Non c’è nessun dolorismo: Gesù chiede a chi lo segue di mettersi nella logica del “dono di sé”. Nell’orazione introduttiva alla Messa, parafrasando abbiamo pregato così: «Signore, aiutaci a imparare da te a spendere la nostra vita, a donarla, perché siamo stati pensati, creati, voluti nella logica del dono di noi stessi e ci realizziamo nella misura in cui ci doniamo». Troviamo la pienezza svuotandoci. Guardiamo Gesù, ascoltiamo Gesù: è questa la Quaresima!
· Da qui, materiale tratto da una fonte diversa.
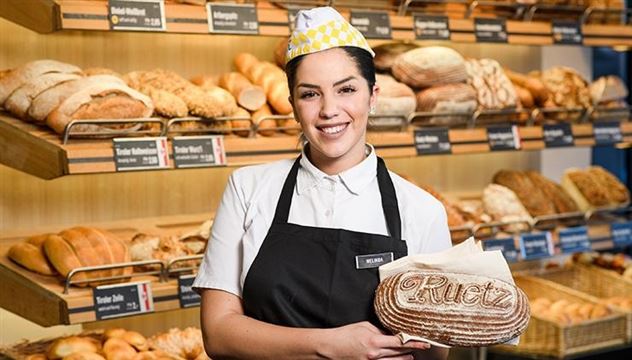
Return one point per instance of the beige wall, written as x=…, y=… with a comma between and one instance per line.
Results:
x=27, y=202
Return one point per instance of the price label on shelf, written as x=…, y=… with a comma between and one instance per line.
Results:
x=490, y=30
x=536, y=245
x=141, y=15
x=112, y=301
x=505, y=137
x=574, y=239
x=506, y=245
x=431, y=27
x=232, y=18
x=558, y=135
x=607, y=133
x=567, y=32
x=432, y=141
x=188, y=297
x=140, y=153
x=621, y=233
x=372, y=24
x=198, y=151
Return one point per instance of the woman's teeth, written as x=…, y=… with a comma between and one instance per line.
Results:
x=334, y=129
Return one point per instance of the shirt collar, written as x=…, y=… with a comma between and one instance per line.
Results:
x=354, y=179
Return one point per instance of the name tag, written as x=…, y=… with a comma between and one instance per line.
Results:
x=373, y=260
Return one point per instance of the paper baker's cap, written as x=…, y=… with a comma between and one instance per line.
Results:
x=320, y=29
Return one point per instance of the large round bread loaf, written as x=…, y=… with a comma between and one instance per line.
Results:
x=452, y=309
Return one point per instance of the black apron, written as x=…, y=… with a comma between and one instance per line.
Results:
x=307, y=276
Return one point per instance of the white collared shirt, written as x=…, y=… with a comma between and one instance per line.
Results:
x=350, y=200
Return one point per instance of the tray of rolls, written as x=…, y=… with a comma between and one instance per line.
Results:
x=55, y=270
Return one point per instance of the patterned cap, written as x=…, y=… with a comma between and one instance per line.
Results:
x=320, y=29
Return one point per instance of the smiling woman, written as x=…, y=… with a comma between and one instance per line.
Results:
x=292, y=264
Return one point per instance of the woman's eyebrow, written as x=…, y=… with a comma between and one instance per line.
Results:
x=335, y=84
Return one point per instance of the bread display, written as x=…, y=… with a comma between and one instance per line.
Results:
x=494, y=91
x=452, y=309
x=533, y=199
x=429, y=66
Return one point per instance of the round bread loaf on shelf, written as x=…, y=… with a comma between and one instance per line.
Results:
x=452, y=309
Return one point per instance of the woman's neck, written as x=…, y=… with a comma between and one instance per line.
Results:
x=334, y=166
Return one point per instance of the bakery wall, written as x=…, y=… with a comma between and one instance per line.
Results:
x=28, y=203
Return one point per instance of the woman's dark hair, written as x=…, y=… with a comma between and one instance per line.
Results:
x=361, y=57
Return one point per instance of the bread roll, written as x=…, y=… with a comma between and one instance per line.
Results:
x=430, y=66
x=452, y=309
x=31, y=71
x=67, y=346
x=20, y=100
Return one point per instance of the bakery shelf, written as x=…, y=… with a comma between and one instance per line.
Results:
x=46, y=16
x=44, y=301
x=40, y=152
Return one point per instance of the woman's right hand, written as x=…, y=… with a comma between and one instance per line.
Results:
x=364, y=341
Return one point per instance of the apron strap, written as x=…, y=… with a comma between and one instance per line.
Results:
x=387, y=190
x=389, y=200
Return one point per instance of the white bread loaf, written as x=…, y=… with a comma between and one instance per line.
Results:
x=30, y=71
x=452, y=309
x=20, y=100
x=44, y=103
x=429, y=66
x=100, y=101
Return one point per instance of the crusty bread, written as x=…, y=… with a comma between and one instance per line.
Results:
x=100, y=101
x=43, y=104
x=20, y=100
x=30, y=71
x=452, y=309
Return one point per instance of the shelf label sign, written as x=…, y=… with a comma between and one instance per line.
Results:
x=232, y=18
x=505, y=137
x=536, y=245
x=621, y=233
x=567, y=32
x=490, y=30
x=140, y=153
x=558, y=135
x=198, y=151
x=372, y=24
x=607, y=133
x=188, y=297
x=141, y=15
x=112, y=301
x=506, y=245
x=432, y=141
x=574, y=239
x=431, y=27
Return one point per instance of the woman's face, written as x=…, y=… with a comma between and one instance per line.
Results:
x=332, y=101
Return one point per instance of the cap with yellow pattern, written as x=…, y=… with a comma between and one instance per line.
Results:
x=320, y=29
Perfino le piccole penitenze che facciamo servono a ricordarci e ad esercitarci a fare della nostra vita un dono.
Quei greci per arrivare a Gesù hanno avuto bisogno della comunità: vanno da Filippo, poi Filippo va da Andrea (guarda caso due apostoli che hanno un nome greco: suppongono che sia più facile parlare con loro). Filippo e Andrea vanno da Gesù e aprono la strada: ecco la mediazione della comunità. Se qualcuno a Pietracuta vuole vedere Gesù dove va? Va ad incontrare la comunità, le famiglie, il parroco. Gesù si incontra nella Chiesa.